Allegations of child sexual abuse are some of the most difficult cases to investigate because of the lack of corroborating evidence. There are often no physical markers, medical injuries may have healed before the allegation is made, and investigators and others in the justice system are dependent on the completeness and accuracy of child complainants.
The cultural diversity in many European countries brings another level of complexity to these investigations. Differences in language and cultural values and practices can all influence how, and whether, children can articulate the allegations. In this special report, consideration of South East Asian families in Canada is used as an example of some of the issues involved in the investigation of child sexual abuse in multicultural societies.
The cultural value system
Immigrants from East Asia make up 14.2% of the total number of immigrants in Canada. Individuals tend to conceptualise themselves in ways that conform to their cultural values, which will serve as a general guide that directs their overall memory processes and behaviour in general. Comparatively, East Asian cultures emphasise social harmony and family connectedness, whereas North American culture traditionally values independence and autonomy.
We focus here specifically on three areas of concern with respect to child abuse investigations: 1) Cultural differences that can impact the path of disclosure of sexual abuse; 2) Cultural differences that can shape children’s memory recall; and 3) Language differences which reduce the chances that perpetrators will be charged or prosecuted.

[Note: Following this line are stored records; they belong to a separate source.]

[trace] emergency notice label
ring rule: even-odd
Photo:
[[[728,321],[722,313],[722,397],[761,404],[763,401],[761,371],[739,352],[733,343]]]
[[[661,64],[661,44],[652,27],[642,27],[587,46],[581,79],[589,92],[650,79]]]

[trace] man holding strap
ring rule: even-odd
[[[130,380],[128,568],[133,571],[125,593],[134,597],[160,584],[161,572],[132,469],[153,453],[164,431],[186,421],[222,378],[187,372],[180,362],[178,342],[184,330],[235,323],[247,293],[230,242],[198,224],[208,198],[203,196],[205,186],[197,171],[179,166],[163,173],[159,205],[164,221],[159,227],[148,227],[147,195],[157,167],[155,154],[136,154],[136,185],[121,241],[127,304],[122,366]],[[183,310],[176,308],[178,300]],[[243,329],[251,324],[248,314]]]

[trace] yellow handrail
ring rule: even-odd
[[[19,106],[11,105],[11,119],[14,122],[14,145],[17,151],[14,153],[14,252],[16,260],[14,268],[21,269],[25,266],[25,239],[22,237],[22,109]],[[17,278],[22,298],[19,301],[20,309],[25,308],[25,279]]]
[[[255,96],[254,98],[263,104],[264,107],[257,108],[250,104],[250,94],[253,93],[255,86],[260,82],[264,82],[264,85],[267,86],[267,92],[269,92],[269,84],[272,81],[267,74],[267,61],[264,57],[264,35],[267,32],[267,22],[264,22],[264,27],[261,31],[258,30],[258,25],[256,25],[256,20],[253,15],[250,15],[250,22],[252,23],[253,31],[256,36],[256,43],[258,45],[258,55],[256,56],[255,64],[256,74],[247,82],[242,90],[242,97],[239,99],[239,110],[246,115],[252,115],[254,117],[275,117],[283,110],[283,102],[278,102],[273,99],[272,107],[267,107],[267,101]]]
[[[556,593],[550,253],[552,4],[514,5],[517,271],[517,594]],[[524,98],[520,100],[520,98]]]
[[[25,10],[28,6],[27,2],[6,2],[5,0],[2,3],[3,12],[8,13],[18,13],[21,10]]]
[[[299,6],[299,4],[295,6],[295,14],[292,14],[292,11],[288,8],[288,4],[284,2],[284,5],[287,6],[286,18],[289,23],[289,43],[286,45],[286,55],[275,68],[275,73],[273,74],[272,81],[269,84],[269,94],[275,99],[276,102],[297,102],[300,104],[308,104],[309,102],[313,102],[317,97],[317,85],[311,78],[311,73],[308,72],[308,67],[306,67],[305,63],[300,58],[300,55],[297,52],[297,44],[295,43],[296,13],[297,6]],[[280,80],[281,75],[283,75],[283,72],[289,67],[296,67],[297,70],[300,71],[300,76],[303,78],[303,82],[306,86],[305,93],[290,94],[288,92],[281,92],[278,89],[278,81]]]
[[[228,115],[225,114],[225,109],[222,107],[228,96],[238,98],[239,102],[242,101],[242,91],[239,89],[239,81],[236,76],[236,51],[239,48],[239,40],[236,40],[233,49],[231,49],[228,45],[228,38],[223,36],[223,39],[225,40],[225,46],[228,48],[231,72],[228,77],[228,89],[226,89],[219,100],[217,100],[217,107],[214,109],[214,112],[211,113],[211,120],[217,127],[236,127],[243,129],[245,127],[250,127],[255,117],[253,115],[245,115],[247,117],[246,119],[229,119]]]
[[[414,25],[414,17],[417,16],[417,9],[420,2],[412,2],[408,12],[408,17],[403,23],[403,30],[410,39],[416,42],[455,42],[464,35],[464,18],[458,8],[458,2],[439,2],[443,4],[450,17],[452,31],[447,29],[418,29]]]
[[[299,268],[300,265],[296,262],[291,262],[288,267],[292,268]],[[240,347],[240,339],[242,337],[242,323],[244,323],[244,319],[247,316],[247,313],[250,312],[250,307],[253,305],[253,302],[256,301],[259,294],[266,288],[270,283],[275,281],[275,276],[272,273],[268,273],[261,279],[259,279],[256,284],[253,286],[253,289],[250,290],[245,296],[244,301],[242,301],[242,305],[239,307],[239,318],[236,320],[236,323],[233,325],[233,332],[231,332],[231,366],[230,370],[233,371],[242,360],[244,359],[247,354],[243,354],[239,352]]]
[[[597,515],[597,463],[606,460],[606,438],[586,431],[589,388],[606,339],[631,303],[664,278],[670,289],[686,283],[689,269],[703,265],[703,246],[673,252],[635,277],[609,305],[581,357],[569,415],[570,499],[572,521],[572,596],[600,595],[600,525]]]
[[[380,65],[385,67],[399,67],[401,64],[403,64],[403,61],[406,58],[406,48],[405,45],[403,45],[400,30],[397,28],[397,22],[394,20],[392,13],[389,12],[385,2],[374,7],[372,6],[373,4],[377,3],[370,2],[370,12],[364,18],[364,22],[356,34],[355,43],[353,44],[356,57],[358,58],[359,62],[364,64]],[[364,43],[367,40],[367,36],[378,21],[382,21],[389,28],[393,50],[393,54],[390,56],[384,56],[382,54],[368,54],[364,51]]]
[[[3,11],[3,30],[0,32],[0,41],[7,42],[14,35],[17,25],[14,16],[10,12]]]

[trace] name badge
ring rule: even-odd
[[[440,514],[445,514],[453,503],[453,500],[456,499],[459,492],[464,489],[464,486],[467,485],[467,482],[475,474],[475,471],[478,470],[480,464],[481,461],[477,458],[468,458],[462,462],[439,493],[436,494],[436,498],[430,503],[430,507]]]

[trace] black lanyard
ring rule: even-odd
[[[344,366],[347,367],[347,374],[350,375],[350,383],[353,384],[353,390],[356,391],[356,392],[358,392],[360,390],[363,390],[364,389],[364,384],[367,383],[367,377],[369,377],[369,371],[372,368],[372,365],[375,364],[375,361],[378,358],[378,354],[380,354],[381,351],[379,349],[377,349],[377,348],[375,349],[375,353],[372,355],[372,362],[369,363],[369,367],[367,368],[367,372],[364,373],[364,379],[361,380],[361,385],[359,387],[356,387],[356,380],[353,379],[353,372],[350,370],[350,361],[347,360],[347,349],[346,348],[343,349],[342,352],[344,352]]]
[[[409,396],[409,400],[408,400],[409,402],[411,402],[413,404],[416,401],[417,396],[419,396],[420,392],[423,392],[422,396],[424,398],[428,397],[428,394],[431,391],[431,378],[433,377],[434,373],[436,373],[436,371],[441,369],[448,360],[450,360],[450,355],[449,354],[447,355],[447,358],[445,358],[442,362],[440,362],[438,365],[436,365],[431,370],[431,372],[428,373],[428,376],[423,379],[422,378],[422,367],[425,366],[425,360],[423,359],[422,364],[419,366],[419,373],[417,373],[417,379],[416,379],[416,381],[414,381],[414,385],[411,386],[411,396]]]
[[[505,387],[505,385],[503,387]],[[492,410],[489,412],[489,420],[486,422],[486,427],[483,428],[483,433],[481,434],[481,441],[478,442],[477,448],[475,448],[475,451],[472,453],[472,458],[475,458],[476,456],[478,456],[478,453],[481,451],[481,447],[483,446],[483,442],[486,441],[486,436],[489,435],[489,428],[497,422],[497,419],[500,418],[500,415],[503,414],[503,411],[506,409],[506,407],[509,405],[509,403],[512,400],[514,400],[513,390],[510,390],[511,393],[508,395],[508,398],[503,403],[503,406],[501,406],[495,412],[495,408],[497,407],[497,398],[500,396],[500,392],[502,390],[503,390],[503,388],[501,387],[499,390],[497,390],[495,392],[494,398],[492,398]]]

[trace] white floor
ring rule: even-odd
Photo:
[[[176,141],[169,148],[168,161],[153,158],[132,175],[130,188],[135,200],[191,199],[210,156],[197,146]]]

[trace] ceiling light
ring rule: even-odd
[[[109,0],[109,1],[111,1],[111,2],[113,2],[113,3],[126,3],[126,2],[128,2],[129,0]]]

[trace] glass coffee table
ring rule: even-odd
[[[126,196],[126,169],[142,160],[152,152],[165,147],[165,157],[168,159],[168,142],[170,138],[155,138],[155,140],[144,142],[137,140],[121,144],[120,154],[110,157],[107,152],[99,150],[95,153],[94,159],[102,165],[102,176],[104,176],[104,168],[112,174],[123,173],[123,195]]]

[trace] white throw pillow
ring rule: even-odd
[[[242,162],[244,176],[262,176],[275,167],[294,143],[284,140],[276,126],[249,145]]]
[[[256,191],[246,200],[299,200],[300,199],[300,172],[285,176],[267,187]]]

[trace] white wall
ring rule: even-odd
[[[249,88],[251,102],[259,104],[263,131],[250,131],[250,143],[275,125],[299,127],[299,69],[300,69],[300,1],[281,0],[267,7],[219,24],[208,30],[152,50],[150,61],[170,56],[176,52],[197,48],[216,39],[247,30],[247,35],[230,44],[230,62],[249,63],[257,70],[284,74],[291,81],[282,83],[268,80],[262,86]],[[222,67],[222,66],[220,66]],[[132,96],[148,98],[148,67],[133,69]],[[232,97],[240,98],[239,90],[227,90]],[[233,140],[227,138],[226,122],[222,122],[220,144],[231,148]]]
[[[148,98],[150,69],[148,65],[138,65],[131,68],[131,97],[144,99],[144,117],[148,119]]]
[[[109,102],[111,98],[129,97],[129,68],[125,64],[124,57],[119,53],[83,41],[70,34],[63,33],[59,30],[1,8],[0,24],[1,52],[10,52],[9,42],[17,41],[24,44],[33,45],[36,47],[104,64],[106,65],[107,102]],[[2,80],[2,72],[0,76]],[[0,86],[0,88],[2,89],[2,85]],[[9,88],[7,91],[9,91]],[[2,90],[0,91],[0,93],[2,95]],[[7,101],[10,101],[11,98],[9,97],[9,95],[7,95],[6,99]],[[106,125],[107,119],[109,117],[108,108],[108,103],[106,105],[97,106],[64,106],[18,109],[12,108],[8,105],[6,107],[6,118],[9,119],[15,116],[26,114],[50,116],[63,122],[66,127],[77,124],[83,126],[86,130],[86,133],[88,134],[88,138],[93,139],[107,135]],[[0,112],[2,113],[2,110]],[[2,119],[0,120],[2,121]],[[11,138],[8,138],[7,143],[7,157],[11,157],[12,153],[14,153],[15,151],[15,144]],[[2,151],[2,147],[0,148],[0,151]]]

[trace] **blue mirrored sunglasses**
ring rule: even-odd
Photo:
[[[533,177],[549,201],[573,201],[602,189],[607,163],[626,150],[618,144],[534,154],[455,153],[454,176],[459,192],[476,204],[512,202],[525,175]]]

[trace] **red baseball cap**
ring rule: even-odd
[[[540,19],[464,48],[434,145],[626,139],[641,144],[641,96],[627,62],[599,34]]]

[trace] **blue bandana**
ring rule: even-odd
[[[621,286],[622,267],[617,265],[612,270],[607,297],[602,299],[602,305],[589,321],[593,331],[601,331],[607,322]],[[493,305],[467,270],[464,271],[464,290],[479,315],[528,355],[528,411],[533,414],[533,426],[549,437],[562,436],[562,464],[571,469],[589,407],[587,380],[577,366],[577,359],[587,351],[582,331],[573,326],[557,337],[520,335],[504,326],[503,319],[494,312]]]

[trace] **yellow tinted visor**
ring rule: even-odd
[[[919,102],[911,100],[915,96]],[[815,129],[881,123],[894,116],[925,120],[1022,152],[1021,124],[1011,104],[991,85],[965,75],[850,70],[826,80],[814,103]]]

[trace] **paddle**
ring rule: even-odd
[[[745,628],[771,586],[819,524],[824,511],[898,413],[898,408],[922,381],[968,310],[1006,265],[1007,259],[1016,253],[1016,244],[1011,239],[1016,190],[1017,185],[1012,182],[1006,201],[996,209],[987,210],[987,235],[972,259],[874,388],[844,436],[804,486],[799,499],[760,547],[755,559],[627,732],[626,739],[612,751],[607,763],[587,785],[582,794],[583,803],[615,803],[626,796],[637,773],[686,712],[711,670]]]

How cultural values affect disclosure
According to Canadian incidence studies, Asian Canadian children’s reporting rate of sexual abuse is disproportionally low compared to Caucasian children and other visible minorities (e.g. Indigenous Peoples) in Canada. The supreme importance of the family as a unit and valuing group harmony over personal needs may reduce the disclosure of sexual abuse. Western views are more entrenched in justice for the individual (the child, the perpetrator) which may, compared to East Asian families, increase the probability of disclosure by the alleged victims or their parents.
How cultural values affect memories
In some of our work (Qi & Roberts, 2018), we have found that children in China recalled the more social aspects of an event (what the group did, relationships in the group, etc.) whereas children in Canada recalled more personal and individualistic details of the same event – for example, their own actions and emotions. Descriptions did not vary in accuracy rate, but rather in the type of information that was recalled.
How language affects event descriptions
In the English language, events are framed using temporal markers such as: yesterday, last week, on my birthday or by varying the tense. ‘I went to my dad’s house’ signifies an event that has happened, whereas ‘I am going to my dad’s house’ implies that the event is currently in motion. Chinese (Mandarin), however, is a language without tense morphology and only indirect references to time, such as, the context of a conversation. Additionally, the use of le can follow a verb: ‘I go [le] to school’ to indicate ‘I went to school’; and zai could be added to reflect ‘I [zai] go to school’ – ‘I’m going to school’. These forms, however, are not always used because they are not mandatory components of a complete Chinese sentence. Thus, the non-explicit and often ambiguous indication of time in a typical Chinese conversation may create additional challenges gathering testimony in a Western justice system.
In this special report, we have used the example of challenges that East Asian immigrant youth face in a Western justice system. The issues raised, however, are just as applicable whenever language or culture differs in investigative contexts. Even when interpreters can translate between the immigrant and host country languages, errors are clearly possible given the fundamental differences in the culture, and its impact on how memories are described.
Western justice systems prefer descriptions of individual incidents, something that might be conceptually different to how memories are described in other cultures. It is important to be both age appropriate and culturally appropriate in investigations of child sexual abuse. Different cultures have much to learn from each other.